Our founder, Mrs. Wendy Whatmore, was born as Gwendolen Leah De Kretser on the 13th of December 1918. She passed away in March 1989 at the age of 70. This year marks her 100th birth anniversary.
In commemoration of her life and work, we will be sharing stories, articles and previously unpublished work as we draw closer to her centenary birthday.
Our first instalment consists of transcribed snippets from an audio interview between her daughter Wendy Holsinger (WWA Principal since 1989) and her grand daughter Tracy Holsinger.
In this segment, Wendy Holsinger shares a few stories about her mother’s early life, including how she became known as Wendy Whatmore.
Interview: The History Behind The Name
Wendy Holsinger (WH)
Tracy Holsinger (TH)
WH: …she was born on the 13th of December in the Matara house and delivered at home.
TH: What was the name of the house?
WH: The Terraces, on Brown’s Hill, Matara. Then…she was taught at home because – about a week after she was born, she developed infantile diarrhea. So there was a question mark as to whether she was going to live. And then, most of the time, she was brought up on goat’s milk.
TH: Oh?
WH: Yes. Couldn’t manage anything else…because she was frail. And lonely, I think, being at home and the youngest of five. As a child she was… very dreamy, in her fanciful little world. You know, writing poetry to the King and Queen, and writing sonnets to them…and then she wrote a lot of little stories…Wendy is just her pen name and Gwendolen Leah is her real name but she took on the name of Wendy when she started writing to the papers at the age of about …14? But she was writing poetry from the age of 9. You know, she couldn’t go to school until she was about 10. So she was schooled at home by her mother.
TH: So when she was 10 and went to school, she came here (Colombo)? Or she went to school in Matara?
WH: No, she came to Holy Family…and of course by the time she was about 15, she loved her sports. So she used to play Centre position on the netball team, Holy Family Convent. Then of course, she wrote the school song…

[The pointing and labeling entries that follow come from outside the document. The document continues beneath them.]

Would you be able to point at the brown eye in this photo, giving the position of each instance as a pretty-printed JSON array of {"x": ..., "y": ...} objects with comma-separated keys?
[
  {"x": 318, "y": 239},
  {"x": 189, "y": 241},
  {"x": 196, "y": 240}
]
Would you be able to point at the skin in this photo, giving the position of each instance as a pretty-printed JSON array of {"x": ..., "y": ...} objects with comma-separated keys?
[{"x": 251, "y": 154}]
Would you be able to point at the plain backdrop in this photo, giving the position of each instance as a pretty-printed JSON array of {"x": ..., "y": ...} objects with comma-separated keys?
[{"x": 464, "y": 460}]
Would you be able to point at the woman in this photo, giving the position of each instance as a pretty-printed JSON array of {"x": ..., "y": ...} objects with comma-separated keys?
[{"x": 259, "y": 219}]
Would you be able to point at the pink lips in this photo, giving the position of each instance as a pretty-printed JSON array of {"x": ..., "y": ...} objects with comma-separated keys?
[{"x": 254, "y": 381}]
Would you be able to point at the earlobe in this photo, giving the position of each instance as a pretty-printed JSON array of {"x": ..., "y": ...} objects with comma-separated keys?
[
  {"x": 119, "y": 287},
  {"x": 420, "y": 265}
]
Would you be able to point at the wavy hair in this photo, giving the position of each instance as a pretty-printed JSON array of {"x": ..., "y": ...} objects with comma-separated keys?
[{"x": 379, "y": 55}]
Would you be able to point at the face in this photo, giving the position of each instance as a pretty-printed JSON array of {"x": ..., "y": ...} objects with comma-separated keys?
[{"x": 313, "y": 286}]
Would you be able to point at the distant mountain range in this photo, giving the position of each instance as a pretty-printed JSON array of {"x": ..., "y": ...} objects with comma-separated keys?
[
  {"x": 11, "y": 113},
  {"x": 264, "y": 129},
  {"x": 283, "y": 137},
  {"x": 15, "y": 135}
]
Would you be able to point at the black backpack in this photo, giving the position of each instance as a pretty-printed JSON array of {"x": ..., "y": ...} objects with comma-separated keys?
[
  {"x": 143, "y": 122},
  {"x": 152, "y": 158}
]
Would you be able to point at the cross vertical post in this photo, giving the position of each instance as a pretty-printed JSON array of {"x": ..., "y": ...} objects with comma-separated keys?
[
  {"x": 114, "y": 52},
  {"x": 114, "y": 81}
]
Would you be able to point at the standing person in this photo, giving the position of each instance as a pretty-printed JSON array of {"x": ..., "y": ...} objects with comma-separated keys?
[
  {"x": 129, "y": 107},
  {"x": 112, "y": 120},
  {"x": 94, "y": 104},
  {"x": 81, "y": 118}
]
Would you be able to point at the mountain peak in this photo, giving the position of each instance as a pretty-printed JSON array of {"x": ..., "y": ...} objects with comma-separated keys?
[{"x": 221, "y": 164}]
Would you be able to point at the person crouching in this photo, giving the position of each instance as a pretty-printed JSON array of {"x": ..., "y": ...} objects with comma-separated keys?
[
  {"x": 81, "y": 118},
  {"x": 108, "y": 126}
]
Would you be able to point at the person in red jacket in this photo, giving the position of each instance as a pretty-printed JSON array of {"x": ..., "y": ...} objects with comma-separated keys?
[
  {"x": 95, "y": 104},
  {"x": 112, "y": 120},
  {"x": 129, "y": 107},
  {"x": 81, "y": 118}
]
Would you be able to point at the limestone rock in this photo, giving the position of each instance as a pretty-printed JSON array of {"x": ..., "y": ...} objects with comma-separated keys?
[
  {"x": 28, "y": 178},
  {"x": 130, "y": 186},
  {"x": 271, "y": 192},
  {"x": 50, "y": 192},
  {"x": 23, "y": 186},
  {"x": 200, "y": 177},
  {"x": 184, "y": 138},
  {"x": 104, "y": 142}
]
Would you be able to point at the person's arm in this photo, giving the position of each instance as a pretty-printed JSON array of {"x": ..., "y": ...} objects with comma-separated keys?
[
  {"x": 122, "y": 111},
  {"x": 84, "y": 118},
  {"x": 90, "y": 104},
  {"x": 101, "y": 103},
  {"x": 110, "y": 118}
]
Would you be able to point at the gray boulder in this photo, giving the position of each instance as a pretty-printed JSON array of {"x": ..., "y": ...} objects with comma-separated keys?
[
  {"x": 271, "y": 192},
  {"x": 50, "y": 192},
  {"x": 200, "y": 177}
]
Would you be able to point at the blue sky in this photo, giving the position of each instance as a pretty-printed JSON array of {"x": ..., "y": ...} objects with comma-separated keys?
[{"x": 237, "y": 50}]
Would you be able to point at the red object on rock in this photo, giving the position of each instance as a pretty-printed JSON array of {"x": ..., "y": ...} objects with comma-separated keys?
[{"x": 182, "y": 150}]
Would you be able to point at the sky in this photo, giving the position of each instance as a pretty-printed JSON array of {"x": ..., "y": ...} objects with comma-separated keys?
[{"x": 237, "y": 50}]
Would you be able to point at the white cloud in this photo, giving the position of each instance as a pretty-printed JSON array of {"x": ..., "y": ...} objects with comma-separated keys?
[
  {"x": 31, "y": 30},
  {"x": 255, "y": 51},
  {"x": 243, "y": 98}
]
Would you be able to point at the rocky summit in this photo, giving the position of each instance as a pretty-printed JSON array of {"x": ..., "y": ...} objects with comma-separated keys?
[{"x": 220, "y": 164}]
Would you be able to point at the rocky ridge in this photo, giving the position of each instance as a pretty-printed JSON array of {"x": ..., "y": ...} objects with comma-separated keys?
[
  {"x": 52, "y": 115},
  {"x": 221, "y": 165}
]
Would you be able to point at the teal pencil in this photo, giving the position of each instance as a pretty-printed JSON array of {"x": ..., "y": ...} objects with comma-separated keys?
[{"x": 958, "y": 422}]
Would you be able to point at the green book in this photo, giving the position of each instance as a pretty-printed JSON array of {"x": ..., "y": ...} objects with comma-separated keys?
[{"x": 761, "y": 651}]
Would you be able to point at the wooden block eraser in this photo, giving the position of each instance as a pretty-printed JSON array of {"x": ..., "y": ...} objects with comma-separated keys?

By this time, she had decided that Drama and Speech was to be her life. And then I don’t know at what age she married Davenall Whatmore. We have to calculate because… maybe 20, 21? If she was born in 1918, so when would that be?
TH: 1938…
WH: …because she established the school as Wendy Whatmore.
TH: So, before 1940…
WH: Yes. The marriage didn’t last very long because…I think…he didn’t know how to handle this …very effervescent, bubbly creature who wanted to do Drama. He was a lovely person, a lovely man. So they divorced, much to the horror of my grandparents, and he allowed her…to keep the name of Whatmore, because she had already established the school in that name. Then of course in 1947, she went ahead and got her FTCL from Trinity College. She was the first in South East Asia to do that, in Speech and Drama.